SERE is a scalable and distributed embedding framework designed for large-scale KGs (KGs), leveraging the distributed computing capabilities of Apache Spark. The framework enables the extraction of walks over a KG and then creates embeddings from these walks, fully implemented in Spark, making them ready for integration into Machine Learning (ML) pipelines.

KGs store RDF data in a graph format, where entities are linked by relations. To compute RDF data embeddings, the graph representation is converted into sequences of entities. These sequences are processed by neural language models, such as Word2Vec, treating them like sentences composed of words. This allows the model to represent each entity in the RDF graph as a vector of numerical values in a latent feature space.

SERE allows the computation of embeddings over very large KGs in scenarios where such embeddings were previously not feasible due to a significantly lower runtime and improved memory requirements. SERE is open-source, well-documented, and fully integrated into the SparkKG-ML Python library, which offers end-to-end ML pipelines over semantic data stored in KGs directly in Python.

Overview of SERE

KG Representation:

SERE provides a KG module with functionalities to manipulate and interact with RDF-based KGs using Apache Spark and GraphFrames. The KG class allows users to parse RDF data, create vertices and edges, and construct a GraphFrame for further analysis. There are two methods to acquire RDF data from a KG:
- Local Storage: If the KG is stored locally as a flat file, provide the file path.
- Remote Access: For remote KGs, provide a SPARQL Endpoint to access the data.
After acquiring the RDF data, it is converted into a GraphFrame, enabling Spark-based distributed processing.
Graph Walks:

The next step involves generating sequences for each entity in the KG. Each sequence starts with the entity and is followed by “words” representing relationships, other entities, or literals, reflecting the connections in the KG.

SERE leverages the motif-finding function in GraphFrames to extract all possible walks of a given depth with MotifWalks module. Motifs describe structural patterns in the graph, which are used to generate sequences for embedding computation.

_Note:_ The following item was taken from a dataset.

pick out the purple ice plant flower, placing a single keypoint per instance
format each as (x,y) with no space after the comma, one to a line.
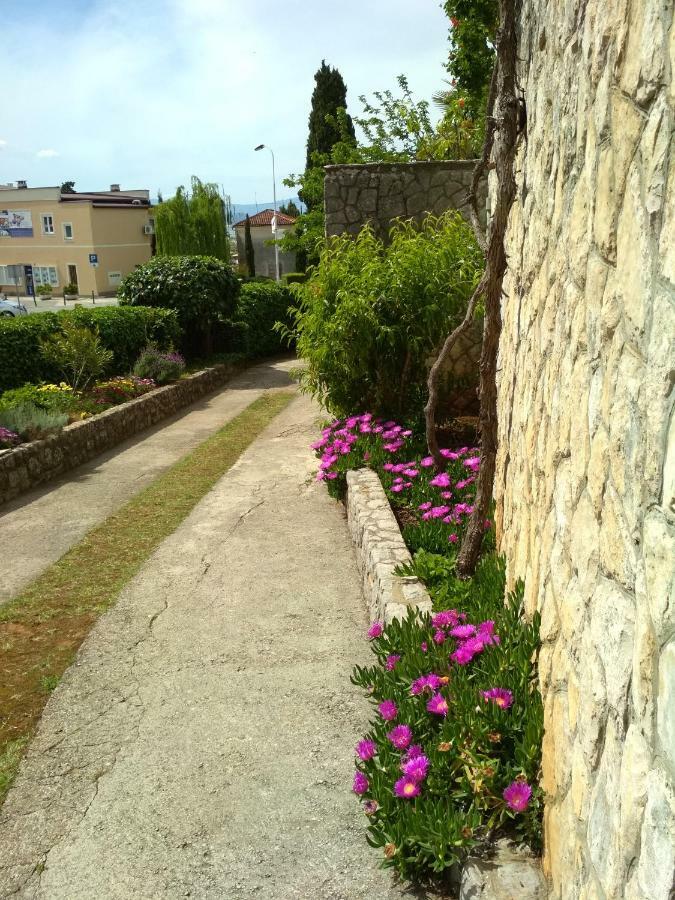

After extracting patterns, sequences starting from specific entities of interest are retained. This filtering can simulate different walk strategies:
- BFS: Breadth-first search up to a given depth from a root entity.
- Entity Walks: Focuses on entities by excluding predicates.
- Property Walks: Focuses on predicates by excluding entities.
Users must specify entities for embedding, walk lengths, and any entities or predicates to exclude, which is especially crucial for preventing data leakage in ML processes.

Embedding Computation:

Once the sequences are generated, a neural language model such as Word2Vec is trained. SERE uses the Skip-gram model from Spark’s MLlib package, allowing users to tune hyperparameters for model customization.

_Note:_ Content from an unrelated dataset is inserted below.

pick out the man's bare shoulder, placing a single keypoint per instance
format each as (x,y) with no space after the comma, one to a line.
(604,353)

The resulting embeddings are stored as a Spark DataFrame, ready for use in downstream tasks like node classification.

Conclusion

SERE efficiently processes large-scale KGs by exploiting Spark’s distributed computing capabilities. This framework enables the computation of embeddings in scenarios where it was previously infeasible due to large data volumes, reduced runtime, and improved memory requirements. The embeddings produced by SERE are fully integrated into the SparkKG-ML library, supporting end-to-end ML pipelines over semantic data stored in KGs.